Entre elas, há quem cite, a “independência” de Sena, a sua “irreverência” perante  os estabelecidos na praça das letras. É possível mas não provável. Escritores reconhecidamente irreverentes e independentes houve-os sempre em Portugal e os anos 50, 60 e 70 não constituíram excepção. Aliás, passar uma certidão de “dependência” a uma boa parte dos escritores em actividade nesses anos é pura má fé que, também, não tem base de qualquer espécie. Cardoso Pires, Cesariny, O’Neil, Urbano. Abelaira, Redol, Hélder, Pacheco, Gomes Ferreira, eram acaso dependentes, reverentes e obrigados? Cochofel, Sofia, Cinatti, com quem Sena se correspondias, sê-lo-iam? Francamente...

Há em Portugal um hábito miserável: para levantar alguém tem de se dizer mal de outrem. Sena tem vindo a ser vítima disso. Foi, aliás, vítima disso ainda em vida e, eventualmente, ter-se-á sentido confortável nesse papel. Eventualmente, repito. Inconscientemente ?

No mesmo documentário, má obra, péssima obra, pelo menos para este leitor de Sena, fala-se de um atribulado processo de prémio em que Sena terá visto as suas “andanças do Demónio” ser preteridas pela “A gata e a fábula” de Fernanda Botelho.  A propósito disso, um Saramago, pouco inspirado, teceu considerações infelizes sobre os méritos relativos dos dois escritores. Ao que dizem, o júri terá preferido um romance a um conjunto de contos. A ser assim, cai a acusação. Mesmo se, em edições anteriores, o prémio tenha contemplado livros de contos. Mais uma vez, já cá não anda ninguém que se possa defender da acusação de, neste caso, perseguir Sena. É o mal deste género de documentos: à falta de contraditório, passa tudo: verdades, meias verdades e mentiras.

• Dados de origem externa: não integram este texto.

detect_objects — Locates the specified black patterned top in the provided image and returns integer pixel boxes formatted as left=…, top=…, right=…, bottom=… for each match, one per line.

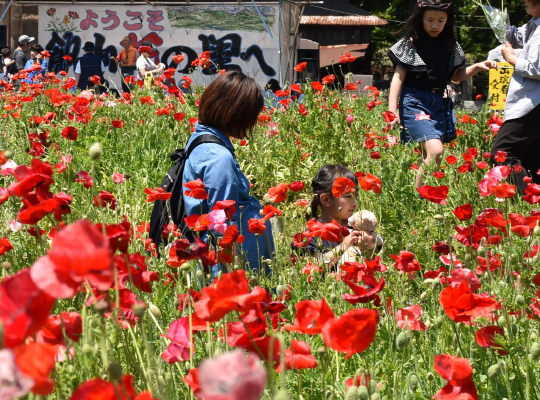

Que Sena era orgulhoso quase até à arrogância não merece dúvidas. Basta lê-lo em poemas e, sobretudo, na volumosa correspondência que tem saído a público. Que tinha uma alta ideia de si, também não. Em certo momento ajudei Rui Feijó a preparar uma edição da correspondência de Sena com Cochofel. Ambos nos admirámos do cuidado com que Sena guardava cópia dos mais pequenos postais que, a partir dos seus 17 ou 18 anos enviou a Cochofel. Como se tivesse já uma clara ideia da eventual importância desses documentos e os pensasse escritos para um futuro longínquo. Nada disto é pecado mas dá, penso, uma ideia, da representação que se de si próprio fazia. Nesse volume (que não saiu pela mão de Feijó por razões que não recordo) havia também, e muito posteriores, várias considerações sobre temas de literatura portuguesa constantes de artigos encomendados por Cochofel para um Dicionário de Literatura em parte editado. Nelas constam notas e criticas acerbas a adversários literatos que defendiam, mormente sobre Camões, opiniões muito distantes das de Sena. Convém dizer que, quanto a isto, Sena é polémico mas extremamente interessante. Mesmo que se não concorde com as suas teorias camonianas há que referir que, sem ele, os estudos camonianos actuais seriam muito menos exaltantes.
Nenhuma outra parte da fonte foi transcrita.